Le processus est long - des années ? - et il me tarde de les voir attaquer la peinture des murs ! Ras le bol de ce ton coquille d’œuf mélangé à tous ces éclats multicolores ! A gerber !

Je pourrais commencer le boulot, avec mes ongles … mais pas aujourd’hui !  

Y’a pas le feu au lac

J’aimerais à présent qu’ils reviennent vers la télé, mais mes yeux restent obstinément fixes et ouverts, tout à leur tâche clandestine. Même lorsque les larmes commencent à perler et à couler le long de mes joues, rien ne saurait les faire ciller.

Il y a quelque temps - des mois ? -, alors que j’étais allongée sur le dos, comme toujours, une larme a roulé lentement du coin de mon œil droit jusqu’à mon oreille. Elle a pris tout son temps pour glisser sur le haut de ma pommette, progressant par petits sauts successifs, d’un poil à l’autre, pendant des heures. Ca, j’en suis sûre.
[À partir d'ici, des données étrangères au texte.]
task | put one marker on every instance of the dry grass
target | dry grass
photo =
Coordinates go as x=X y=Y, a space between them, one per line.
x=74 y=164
Chaque bond générait une nouvelle démangeaison, qui irradiait dans tout mon corps, tous mes poils se dressant alors pour faire face à l’agresseur invisible, par pur réflexe. Vu leur nombre, ils ont de quoi impressionner ! Rien n’y faisait pourtant : cette salope a continué son chemin, passant sur mon corps inerte comme on traverse un champ en friche. Sans se soucier de ce qu’elle piétinait.

Arrivée au bord de mon oreille, cette ridicule goutte d’eau salée, cette misérable relique d’océan, a marqué un temps d’arrêt. J’ai cru mon calvaire terminé. J’ai espéré que son périple se terminerait là, qu’elle allait s’évaporer et disparaître.

Il ne s’agissait hélas que d’une halte, un point de ravitaillement, histoire de reprendre des forces avant la plongée finale …

Elle a repris sa progression, tout aussi lente, mais moins saccadée : les poils sont plus fins à mesure qu’on s’approche de l’oreille. Elle a délicatement contourné la petite corne triangulaire qui marque la limite entre l’oreille et la joue, et puis cette sale petite pute s’est engouffrée dans mon oreille en rampant comme une limace !

Chacun des poils microscopiques qui tapissent l’intérieur de mon oreille amplifiait le bruit généré par cette vague visqueuse. Aussi crispant que le coton hydrophile que ma mère plantait au bout d’une allumette pour me laver les oreilles. Aussi assourdissant que des tonnes de pop corn explosant dans ma tête.

En la sentant s’immiscer, lentement, obstinément, dans mon canal auditif, je me suis retrouvée dans mon puits de pétrole et j’avais la certitude que, cette fois je n’en sortirais pas : j’allais m’y noyer dans une larme !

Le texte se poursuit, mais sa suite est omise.